Krise beim Exportweltmeister

Besonders deutlich werden die Folgen des Ausbruchs an ihrem Ursprungsort China: Produktion, Aufträge und Beschäftigtenzahl fielen im Februar so stark wie noch nie seit Beginn der monatlichen Umfrage vor rund 16 Jahren, wie die Mediengruppe Caixin und das Institut IHS Markit zu ihrer monatlichen Unternehmensumfrage mitteilten. Der Einkaufsmanagerindex brach dadurch um 10,8 auf 40,3 Punkte ein.

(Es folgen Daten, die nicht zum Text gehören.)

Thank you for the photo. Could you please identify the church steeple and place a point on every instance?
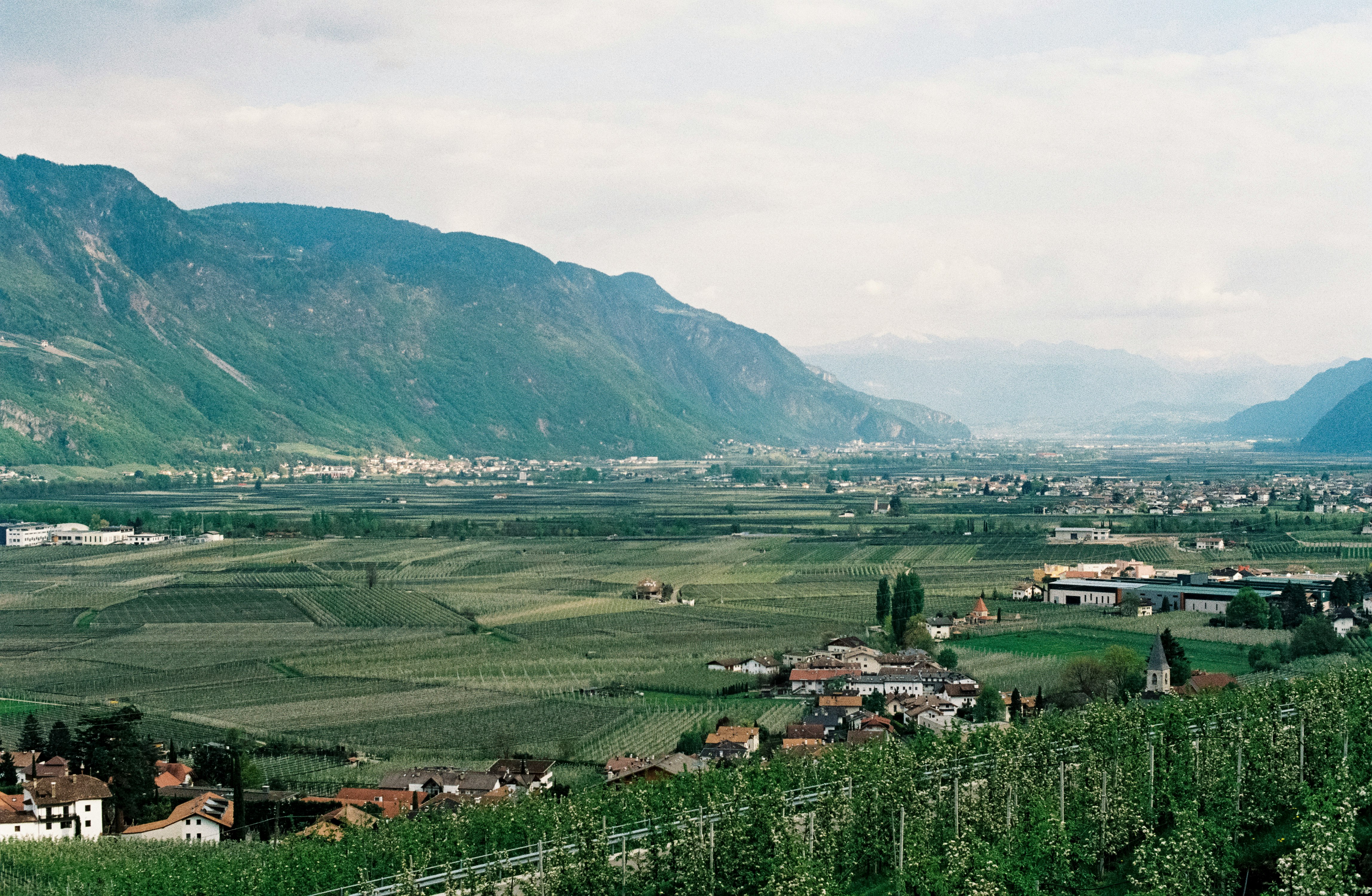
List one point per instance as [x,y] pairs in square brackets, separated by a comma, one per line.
[1158,673]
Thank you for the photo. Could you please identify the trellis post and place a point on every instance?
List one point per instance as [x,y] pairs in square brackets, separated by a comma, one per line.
[1303,748]
[1063,794]
[1152,779]
[900,855]
[957,821]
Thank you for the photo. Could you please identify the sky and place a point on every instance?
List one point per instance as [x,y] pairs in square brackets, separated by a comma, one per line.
[1171,177]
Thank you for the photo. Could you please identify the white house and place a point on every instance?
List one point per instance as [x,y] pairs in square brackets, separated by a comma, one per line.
[17,824]
[201,820]
[66,807]
[761,666]
[86,537]
[1078,534]
[16,534]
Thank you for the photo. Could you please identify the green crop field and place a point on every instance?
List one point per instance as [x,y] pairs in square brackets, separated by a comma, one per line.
[461,648]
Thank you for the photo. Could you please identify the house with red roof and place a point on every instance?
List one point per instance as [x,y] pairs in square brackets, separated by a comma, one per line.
[202,820]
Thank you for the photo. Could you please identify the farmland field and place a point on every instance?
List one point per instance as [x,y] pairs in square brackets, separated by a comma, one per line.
[470,647]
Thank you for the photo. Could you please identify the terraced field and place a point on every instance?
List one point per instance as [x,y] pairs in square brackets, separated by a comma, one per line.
[466,648]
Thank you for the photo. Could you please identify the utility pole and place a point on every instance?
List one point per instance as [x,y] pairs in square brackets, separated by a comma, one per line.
[242,832]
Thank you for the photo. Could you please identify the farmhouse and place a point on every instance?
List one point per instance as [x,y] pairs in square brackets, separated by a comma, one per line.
[441,780]
[1069,534]
[811,681]
[66,807]
[199,820]
[19,534]
[940,628]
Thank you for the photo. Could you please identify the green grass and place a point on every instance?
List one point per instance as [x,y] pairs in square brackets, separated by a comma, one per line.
[1079,641]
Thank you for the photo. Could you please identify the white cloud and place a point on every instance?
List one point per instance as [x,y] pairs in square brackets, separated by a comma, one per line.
[1110,194]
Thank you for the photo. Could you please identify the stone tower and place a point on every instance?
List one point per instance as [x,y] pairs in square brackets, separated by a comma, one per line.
[1158,674]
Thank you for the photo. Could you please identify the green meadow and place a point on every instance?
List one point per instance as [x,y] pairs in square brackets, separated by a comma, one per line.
[470,647]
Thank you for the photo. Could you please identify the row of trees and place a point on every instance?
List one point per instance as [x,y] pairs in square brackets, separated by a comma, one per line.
[900,604]
[1256,787]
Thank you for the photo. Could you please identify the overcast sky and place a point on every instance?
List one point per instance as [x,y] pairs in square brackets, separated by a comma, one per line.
[1163,176]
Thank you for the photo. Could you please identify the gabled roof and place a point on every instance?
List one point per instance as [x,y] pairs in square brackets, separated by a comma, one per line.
[209,806]
[66,790]
[851,641]
[818,674]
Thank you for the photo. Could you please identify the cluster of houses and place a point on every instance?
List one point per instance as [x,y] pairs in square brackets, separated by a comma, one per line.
[57,803]
[1146,591]
[21,534]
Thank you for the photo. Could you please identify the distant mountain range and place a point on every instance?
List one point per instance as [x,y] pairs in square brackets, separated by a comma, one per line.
[1347,429]
[1064,389]
[1293,418]
[135,330]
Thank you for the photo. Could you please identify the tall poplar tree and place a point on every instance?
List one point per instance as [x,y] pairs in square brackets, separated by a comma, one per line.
[883,599]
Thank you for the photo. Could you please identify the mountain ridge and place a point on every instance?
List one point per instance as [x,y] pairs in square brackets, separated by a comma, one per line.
[1052,389]
[139,331]
[1296,415]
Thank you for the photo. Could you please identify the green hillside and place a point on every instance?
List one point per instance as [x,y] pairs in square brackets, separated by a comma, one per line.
[133,330]
[1294,416]
[1347,429]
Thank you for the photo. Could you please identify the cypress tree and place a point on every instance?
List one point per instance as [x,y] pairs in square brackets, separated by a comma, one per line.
[900,603]
[31,737]
[59,740]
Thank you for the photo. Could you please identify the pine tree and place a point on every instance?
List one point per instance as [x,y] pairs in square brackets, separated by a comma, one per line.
[31,737]
[59,740]
[917,593]
[900,603]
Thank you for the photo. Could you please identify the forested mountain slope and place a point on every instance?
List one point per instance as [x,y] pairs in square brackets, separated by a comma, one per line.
[1347,429]
[1293,418]
[135,330]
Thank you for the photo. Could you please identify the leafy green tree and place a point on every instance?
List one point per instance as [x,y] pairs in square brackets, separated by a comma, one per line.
[1315,637]
[1248,610]
[1264,658]
[1083,680]
[1176,659]
[990,707]
[31,736]
[59,740]
[1294,606]
[1126,670]
[917,636]
[112,750]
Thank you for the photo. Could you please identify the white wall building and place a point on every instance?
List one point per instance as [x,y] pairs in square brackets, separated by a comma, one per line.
[201,820]
[1079,534]
[16,534]
[66,807]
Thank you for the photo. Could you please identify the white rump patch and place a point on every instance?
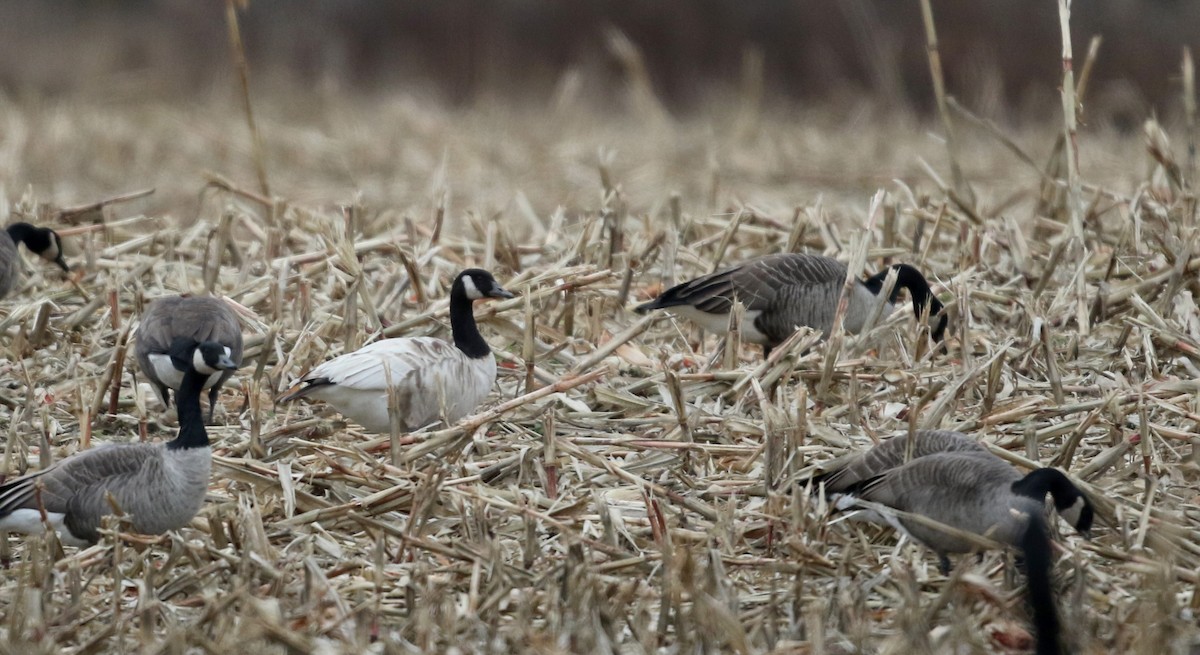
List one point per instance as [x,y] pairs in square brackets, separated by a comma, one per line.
[30,522]
[473,292]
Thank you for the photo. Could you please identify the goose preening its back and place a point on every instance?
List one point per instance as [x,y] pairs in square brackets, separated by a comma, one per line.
[175,322]
[953,480]
[433,379]
[160,486]
[43,242]
[785,292]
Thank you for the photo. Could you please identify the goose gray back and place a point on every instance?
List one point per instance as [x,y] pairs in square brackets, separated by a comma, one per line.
[785,292]
[43,242]
[858,467]
[985,496]
[177,322]
[432,379]
[160,486]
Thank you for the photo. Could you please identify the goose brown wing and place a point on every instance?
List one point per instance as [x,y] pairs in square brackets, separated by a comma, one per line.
[756,283]
[960,490]
[891,454]
[60,482]
[202,318]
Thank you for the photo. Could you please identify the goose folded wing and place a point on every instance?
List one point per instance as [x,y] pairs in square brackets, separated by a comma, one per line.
[54,487]
[370,367]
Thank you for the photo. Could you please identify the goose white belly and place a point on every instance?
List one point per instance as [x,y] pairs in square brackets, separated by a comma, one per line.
[720,323]
[862,304]
[30,522]
[173,377]
[429,376]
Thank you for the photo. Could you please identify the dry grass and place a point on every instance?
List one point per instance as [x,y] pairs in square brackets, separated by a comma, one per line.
[629,487]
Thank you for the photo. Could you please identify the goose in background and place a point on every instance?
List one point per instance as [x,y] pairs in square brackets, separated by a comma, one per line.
[175,322]
[785,292]
[43,242]
[160,486]
[433,379]
[953,480]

Erst ab 50 signalisiert das Barometer ein Wachstum. "Der starke Rückgang ist auf die stagnierende Wirtschaftstätigkeit im ganzen Land zurückzuführen, die durch die Coronavirus-Epidemie verursacht wurde", sagte Chefökonom Zhengsheng Zhong von Caixin.

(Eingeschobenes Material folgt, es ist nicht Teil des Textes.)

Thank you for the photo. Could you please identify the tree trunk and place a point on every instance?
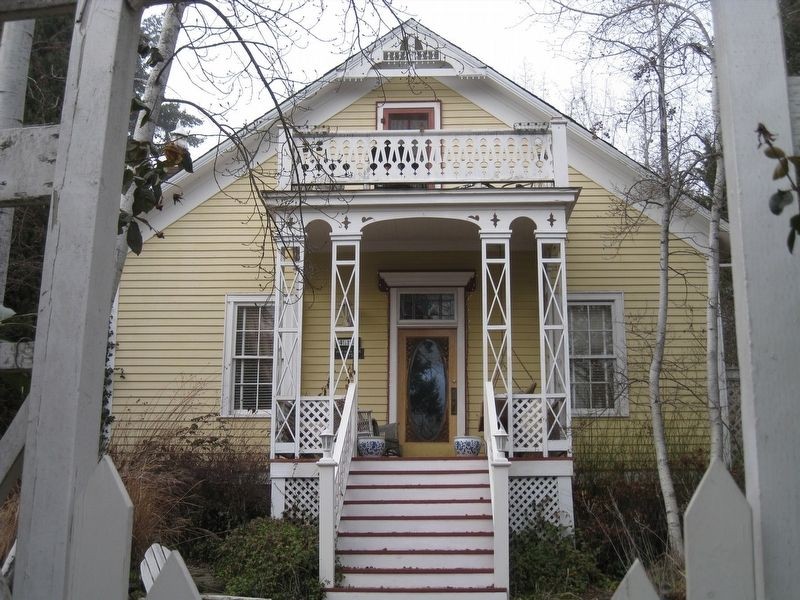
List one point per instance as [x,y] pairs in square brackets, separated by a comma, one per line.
[153,96]
[659,435]
[15,53]
[716,449]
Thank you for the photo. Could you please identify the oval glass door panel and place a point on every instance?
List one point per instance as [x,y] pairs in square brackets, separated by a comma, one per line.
[427,390]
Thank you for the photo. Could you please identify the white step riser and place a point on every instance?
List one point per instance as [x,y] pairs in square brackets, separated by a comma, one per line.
[433,478]
[411,493]
[355,595]
[417,465]
[418,509]
[417,561]
[389,542]
[415,525]
[417,580]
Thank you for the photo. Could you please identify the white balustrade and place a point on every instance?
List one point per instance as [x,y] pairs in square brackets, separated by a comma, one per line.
[496,447]
[334,468]
[436,156]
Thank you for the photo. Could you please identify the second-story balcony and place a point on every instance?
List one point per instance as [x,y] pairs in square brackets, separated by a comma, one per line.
[533,156]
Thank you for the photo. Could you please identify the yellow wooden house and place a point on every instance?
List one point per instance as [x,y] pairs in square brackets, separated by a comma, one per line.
[444,255]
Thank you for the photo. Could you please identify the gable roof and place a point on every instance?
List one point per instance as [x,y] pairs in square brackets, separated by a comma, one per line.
[433,56]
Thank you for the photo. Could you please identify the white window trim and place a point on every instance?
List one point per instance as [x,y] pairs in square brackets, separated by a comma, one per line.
[617,301]
[231,302]
[429,323]
[434,104]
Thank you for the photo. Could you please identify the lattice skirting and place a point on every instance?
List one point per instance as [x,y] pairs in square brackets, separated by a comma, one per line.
[302,497]
[533,498]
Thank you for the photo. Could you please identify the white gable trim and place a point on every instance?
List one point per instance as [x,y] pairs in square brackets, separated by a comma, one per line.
[214,171]
[604,164]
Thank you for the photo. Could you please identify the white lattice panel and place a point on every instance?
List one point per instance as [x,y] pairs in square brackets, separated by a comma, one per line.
[302,497]
[532,498]
[313,422]
[528,424]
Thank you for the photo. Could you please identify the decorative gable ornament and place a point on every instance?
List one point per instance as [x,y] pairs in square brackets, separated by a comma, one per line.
[412,49]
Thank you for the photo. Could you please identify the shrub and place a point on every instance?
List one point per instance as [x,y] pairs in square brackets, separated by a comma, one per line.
[546,561]
[191,481]
[272,559]
[620,514]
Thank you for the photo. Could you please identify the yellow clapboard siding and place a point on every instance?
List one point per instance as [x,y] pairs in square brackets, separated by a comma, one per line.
[171,307]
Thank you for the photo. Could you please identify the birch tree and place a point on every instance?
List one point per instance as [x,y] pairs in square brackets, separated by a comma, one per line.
[662,49]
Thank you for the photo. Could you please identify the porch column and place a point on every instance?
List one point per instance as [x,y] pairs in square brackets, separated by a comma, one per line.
[345,285]
[496,301]
[285,430]
[551,264]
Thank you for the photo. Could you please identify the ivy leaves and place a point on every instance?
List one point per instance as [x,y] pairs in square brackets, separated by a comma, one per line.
[147,167]
[782,198]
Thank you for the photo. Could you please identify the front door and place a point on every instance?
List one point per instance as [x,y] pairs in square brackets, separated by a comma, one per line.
[427,391]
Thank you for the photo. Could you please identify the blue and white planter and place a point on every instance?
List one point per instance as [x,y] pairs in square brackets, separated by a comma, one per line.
[371,446]
[467,445]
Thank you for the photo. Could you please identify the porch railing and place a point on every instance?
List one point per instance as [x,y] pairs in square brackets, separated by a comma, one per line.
[298,424]
[536,423]
[435,156]
[334,467]
[496,446]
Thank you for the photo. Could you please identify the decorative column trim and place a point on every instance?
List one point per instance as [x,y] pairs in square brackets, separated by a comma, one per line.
[496,314]
[288,336]
[344,316]
[553,327]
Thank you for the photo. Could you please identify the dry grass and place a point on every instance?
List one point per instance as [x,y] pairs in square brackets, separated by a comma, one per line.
[9,513]
[190,480]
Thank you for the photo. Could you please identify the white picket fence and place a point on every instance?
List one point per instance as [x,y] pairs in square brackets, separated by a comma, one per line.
[718,544]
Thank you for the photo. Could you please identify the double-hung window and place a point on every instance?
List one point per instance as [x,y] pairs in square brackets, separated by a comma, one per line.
[597,354]
[249,348]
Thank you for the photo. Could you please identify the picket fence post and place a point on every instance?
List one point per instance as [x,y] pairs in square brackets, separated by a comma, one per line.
[635,585]
[718,533]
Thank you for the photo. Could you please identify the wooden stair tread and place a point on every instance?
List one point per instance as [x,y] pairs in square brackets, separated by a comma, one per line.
[415,533]
[415,570]
[412,552]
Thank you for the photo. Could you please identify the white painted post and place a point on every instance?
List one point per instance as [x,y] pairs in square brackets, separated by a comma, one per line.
[752,90]
[496,310]
[173,582]
[61,449]
[500,500]
[345,292]
[327,520]
[718,532]
[566,516]
[636,585]
[102,538]
[558,129]
[15,51]
[551,264]
[277,497]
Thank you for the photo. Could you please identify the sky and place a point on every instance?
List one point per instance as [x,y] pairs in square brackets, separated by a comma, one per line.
[498,32]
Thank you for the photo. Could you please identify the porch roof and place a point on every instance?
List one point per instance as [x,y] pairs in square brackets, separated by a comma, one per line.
[491,209]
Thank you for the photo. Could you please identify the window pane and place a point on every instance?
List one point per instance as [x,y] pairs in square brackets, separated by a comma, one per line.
[427,307]
[592,340]
[597,347]
[580,395]
[580,370]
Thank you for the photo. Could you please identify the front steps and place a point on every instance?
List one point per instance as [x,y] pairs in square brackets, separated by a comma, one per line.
[417,529]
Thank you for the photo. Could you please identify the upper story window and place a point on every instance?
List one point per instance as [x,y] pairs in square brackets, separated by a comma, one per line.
[597,354]
[249,346]
[398,116]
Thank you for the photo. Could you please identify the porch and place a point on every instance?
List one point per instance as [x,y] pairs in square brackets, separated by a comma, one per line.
[414,266]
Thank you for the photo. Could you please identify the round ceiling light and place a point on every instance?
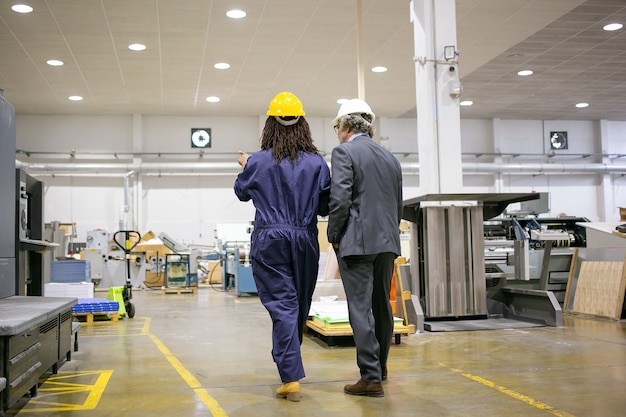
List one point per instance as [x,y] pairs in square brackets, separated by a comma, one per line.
[137,47]
[613,26]
[236,14]
[21,8]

Die Krise beim Exportweltmeister droht die gesamte Weltwirtschaft aus der Spur zu bringen - zumal sich das Virus auch auf andere Industriestaaten wie Japan, Südkorea und Italien stark ausbreitet. Sollte sich die Lage nicht bessern und immer weitere Länder betroffen sein, könnte das weltweite Wachstum dieses Jahr auf etwa 1,5 Prozent halbiert werden, erklärte die OECD.

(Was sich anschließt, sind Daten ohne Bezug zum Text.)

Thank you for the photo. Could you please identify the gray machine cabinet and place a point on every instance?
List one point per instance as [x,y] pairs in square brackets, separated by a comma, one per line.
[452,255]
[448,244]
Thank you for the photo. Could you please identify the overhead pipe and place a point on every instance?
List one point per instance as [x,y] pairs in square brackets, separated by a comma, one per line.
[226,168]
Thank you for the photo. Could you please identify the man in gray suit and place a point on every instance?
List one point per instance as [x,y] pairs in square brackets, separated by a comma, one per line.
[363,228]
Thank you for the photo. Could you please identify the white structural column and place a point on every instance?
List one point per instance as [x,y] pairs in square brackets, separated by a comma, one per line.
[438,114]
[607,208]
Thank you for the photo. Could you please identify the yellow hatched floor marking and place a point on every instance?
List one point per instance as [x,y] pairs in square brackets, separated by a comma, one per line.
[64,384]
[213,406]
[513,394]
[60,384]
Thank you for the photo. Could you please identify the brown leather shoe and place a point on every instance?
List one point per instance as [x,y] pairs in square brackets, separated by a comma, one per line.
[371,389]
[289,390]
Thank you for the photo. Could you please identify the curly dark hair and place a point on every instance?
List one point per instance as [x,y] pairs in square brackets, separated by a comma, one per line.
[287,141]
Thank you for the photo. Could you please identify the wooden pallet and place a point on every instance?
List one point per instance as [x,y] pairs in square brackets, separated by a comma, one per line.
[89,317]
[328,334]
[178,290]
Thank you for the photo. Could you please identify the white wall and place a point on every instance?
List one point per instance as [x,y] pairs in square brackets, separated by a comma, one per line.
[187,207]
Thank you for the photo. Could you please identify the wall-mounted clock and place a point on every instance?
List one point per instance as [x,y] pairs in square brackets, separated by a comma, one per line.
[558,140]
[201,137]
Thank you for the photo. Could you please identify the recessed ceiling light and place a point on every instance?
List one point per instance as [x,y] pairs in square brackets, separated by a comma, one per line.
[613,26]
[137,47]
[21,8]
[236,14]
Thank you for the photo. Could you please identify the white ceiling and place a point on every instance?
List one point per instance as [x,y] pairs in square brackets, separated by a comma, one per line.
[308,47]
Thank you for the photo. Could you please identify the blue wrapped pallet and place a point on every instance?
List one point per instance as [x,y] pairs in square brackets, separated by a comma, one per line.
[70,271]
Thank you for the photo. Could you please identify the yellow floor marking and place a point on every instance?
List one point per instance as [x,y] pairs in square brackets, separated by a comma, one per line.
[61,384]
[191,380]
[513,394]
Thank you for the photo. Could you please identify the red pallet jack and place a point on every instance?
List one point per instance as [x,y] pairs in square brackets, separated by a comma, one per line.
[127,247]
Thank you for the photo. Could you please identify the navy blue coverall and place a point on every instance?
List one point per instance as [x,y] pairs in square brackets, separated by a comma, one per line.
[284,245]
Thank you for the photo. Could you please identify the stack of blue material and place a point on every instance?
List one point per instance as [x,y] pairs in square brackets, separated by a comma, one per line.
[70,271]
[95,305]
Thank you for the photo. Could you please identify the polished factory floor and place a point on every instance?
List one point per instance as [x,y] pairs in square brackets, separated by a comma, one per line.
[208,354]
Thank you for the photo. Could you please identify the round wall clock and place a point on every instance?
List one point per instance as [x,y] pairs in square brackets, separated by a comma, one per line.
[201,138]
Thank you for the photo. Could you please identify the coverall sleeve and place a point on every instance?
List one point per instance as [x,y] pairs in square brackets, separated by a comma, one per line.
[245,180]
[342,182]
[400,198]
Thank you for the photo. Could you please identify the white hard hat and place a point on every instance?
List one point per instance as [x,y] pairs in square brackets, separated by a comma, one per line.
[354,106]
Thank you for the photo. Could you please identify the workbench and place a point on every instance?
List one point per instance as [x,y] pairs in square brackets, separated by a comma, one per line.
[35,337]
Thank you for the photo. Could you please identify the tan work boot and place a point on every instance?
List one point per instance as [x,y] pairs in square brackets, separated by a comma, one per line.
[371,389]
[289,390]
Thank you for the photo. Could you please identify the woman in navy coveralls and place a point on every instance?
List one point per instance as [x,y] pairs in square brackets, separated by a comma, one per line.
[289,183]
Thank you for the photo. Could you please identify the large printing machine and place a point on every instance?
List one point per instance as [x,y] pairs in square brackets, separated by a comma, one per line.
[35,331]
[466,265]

Italien besonders betroffen

In China haben sich bisher mehr als 80.000 Menschen mit dem Virus infiziert, die meisten in der Provinz Hubei. Knapp 3000 Personen sind daran gestorben. Das Wirtschaftswachstum in China dürfte sich laut OECD wegen des Virus deutlich verlangsamen. Die Ökonomen rechnen hier 2020 nur noch mit 4,9 Prozent, nachdem es 2019 noch 6,1 Prozent waren. "Für China ist das wirklich ein extrem niedriges Wachstum", sagte OECD-Ökonomin Isabell Koske am Montag im Ö1-Mittagsjournal des ORF.

In Europa treffe es vor allem Italien, so Koske weiter. Das Land sei besonders exponiert gewesen. Da Italien eng mit anderen Staaten der Eurozone verflochten ist, müsse man im gesamten Währungsraum mit Auswirkungen rechnen, sagte die Ökonomin zu Ö1. Nach dem Mini-Wachstum von 0,2 Prozent im Jahr 2019 werde die Wirtschaft in Italien laut OECD 2020 wohl stagnieren.

"Werden nicht untätig bleiben"

Die Industriestaaten-Gruppe empfiehlt höhere staatliche Ausgaben, um dem Konjunkturrückgang entgegenzuwirken. Sie stößt damit auf offene Ohren. Die Finanzminister der sieben wichtigsten Industriestaaten (G7) wollen in dieser Woche über die Folgen des Coronavirus-Ausbruchs für das Wirtschaftswachstum sprechen. "Es wird eine konzertierte Aktion geben", kündigte der französische Finanzminister Bruno Le Maire an. Auch die Finanzminister der Eurozone stehen seinen Worten zufolge in Kontakt. Er wolle auch mit der Präsidentin der Europäischen Zentralbank (EZB), Christine Lagarde, reden. "Wir müssen so handeln, dass diese Auswirkungen, von denen wir wissen, dass sie wichtig für das Wachstum sind, so gering wie möglich sind", betonte Le Maire.

Die Europäische Union wird laut Wirtschaftskommissar Paolo Gentiloni alle ihre politischen Möglichkeiten nutzen, um das Wachstum gegen Risiken durch das neue Coronavirus abzusichern. Der deutsche Wirtschaftsminister Peter Altmaier deutete an, dass Berlin nicht untätig bleiben will. "Wir dürfen nicht zulassen, dass Corona unseren Wirtschaftsaufschwung kaputt macht", sagte der CDU-Politiker in der ARD. Die OECD hat ihre Prognose für das deutsche Wachstum 2020 auf 0,3 Prozent halbiert. Auch unter Beibehaltung der Schuldenbremse sehe das Finanzministerium aber genügend Spielraum, um im Falle einer schweren wirtschaftlichen Krise finanziell gegenzusteuern. (APA/AFP/Reuters/dpa)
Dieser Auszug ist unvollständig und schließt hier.